An Iranian lawmaker says the renewal of the European Council’s sanctions against Iran is not in accordance with international laws.
Senior parliamentarian Valiollah Nanvakenari strongly blasted the European Council for extending its sanctions against Iran for another year, saying the cruel sanctions of Europe and even of the US are imposed under false pretexts like human rights violations.
None of them are in accordance with international law and even human morality, he noted, according to a Farsi report by ICANA.
“Unfortunately, the US and some European countries have been cruel to some other countries over the past years because with the victory of Iran’s Islamic Revolution in 1979, these countries saw their own interests at stake.”
He rejected the imposition of sanctions on the pretext of human rights situation, adding that “history reminds us that the West helped Iraq in the course of the imposed war against Iran and even provided Saddam with chemical weapons.”
He emphasised that these sanctions were imposed by the European Council against Iran for the first time in 2011 and has been renewed every year since then.
It should be asked whether the anti-Iran sanctions within the past forty years have been effectual that they have renewed them, he added.

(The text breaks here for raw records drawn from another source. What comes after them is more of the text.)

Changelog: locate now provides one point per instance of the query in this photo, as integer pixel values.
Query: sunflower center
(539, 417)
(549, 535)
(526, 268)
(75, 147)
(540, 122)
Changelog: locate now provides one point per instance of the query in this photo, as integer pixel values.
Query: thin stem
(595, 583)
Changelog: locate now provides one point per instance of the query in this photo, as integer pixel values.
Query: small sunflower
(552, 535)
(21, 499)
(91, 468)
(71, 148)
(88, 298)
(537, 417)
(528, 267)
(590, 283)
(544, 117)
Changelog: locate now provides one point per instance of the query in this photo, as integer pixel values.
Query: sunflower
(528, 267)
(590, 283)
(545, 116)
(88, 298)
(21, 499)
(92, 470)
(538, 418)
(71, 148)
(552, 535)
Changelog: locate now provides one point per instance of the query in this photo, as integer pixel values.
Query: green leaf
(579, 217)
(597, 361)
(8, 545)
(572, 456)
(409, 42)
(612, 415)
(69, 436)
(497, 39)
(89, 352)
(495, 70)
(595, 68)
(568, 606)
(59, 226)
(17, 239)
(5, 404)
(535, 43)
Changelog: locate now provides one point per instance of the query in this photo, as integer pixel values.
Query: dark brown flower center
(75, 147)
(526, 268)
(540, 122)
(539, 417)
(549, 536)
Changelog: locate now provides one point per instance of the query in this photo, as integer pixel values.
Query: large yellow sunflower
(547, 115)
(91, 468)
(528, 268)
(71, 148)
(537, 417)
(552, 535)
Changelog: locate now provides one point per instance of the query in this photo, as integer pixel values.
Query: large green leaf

“We must tread the right path and be alert in dealing with these actions. The nation and the authorities must teach a lesson to the West through solidarity and resistance,” underlined Nanvakenari.
The lawmaker, who sits on the Parliament’s National Security and Foreign Policy Commission, also lashed out at a statement issued by the European Council imposing travel ban and assets freeze against 82 Iranians and an institution.

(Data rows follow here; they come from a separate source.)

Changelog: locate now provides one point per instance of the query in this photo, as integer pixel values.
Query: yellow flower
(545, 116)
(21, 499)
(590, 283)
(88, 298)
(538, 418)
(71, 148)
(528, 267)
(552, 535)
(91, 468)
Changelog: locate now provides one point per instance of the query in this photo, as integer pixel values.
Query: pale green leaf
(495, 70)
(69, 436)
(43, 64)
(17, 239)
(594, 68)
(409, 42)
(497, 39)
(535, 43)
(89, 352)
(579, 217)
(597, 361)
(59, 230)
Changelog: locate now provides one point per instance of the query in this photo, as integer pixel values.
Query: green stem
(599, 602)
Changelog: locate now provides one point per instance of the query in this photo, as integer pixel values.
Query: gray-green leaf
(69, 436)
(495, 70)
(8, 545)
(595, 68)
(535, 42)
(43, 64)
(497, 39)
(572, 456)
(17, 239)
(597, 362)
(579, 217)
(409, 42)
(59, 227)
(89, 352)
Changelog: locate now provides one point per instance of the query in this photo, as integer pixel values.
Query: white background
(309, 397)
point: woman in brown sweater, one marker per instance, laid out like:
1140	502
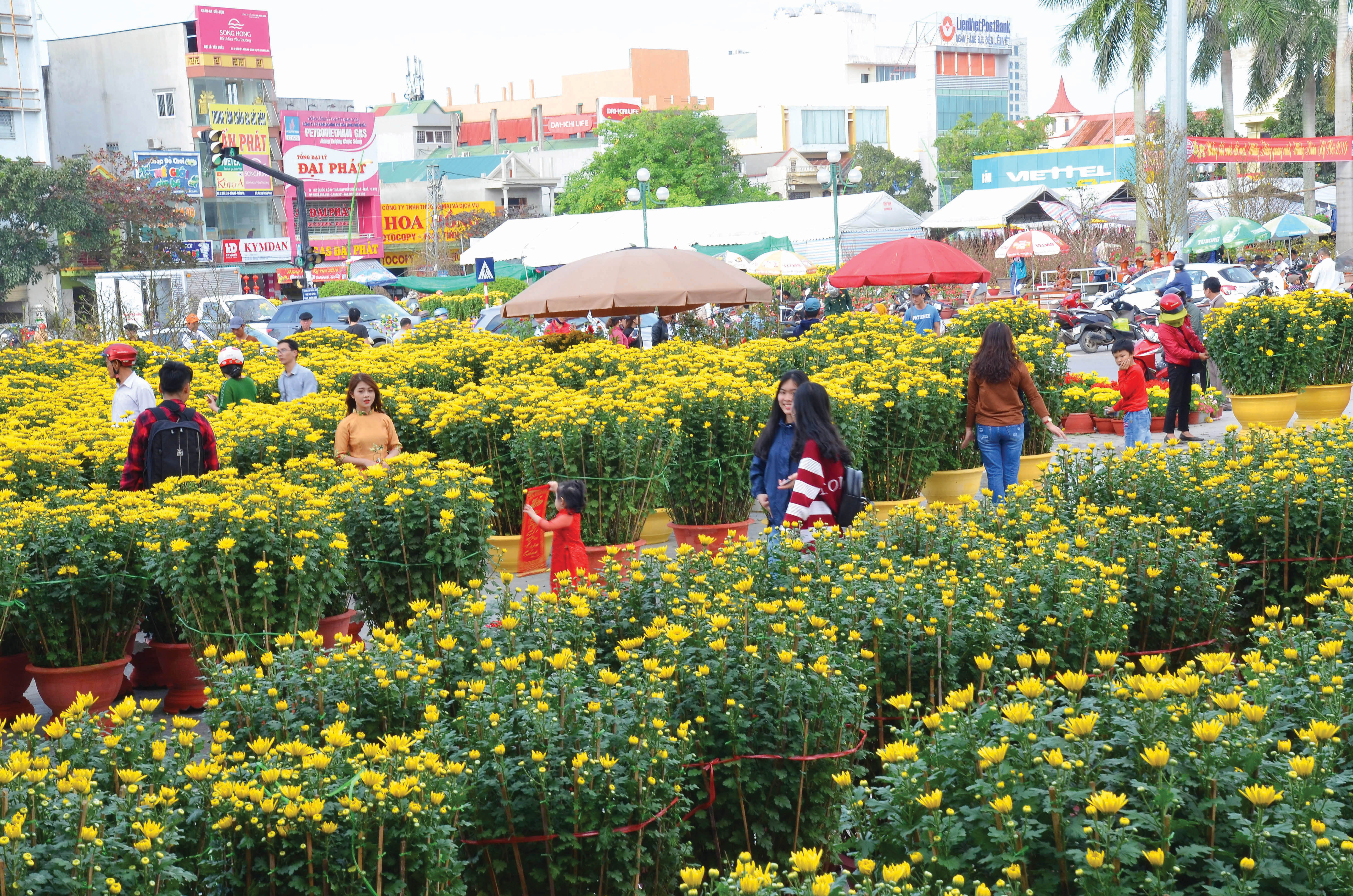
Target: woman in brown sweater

The Council of the European Union voted unanimously on Thursday to extend its sanctions against Iran for one more year because of human rights violations.
The sanctions, now extended until 13 April 2019, include “asset freeze and visa bans for individuals and entities responsible for grave human rights violations ban on exports to Iran of equipment which might be used for internal repression and of equipment for monitoring telecommunications.”
The EU initially adopted sanctions against Iran in 2006, following a series of UN Security Council Resolutions aimed at the country’s nuclear program. Those sanctions were extended in 2011 in response to “human rights violations”.
While the EU was unified in renewing the sanctions, there exist divisions among member states on additional sanctions. In the past month the UK, Germany, and France have been pushing for additional sanctions including on military equipment, while Italy, Austria, and Spain do not want to upset commercial relationships with Iran.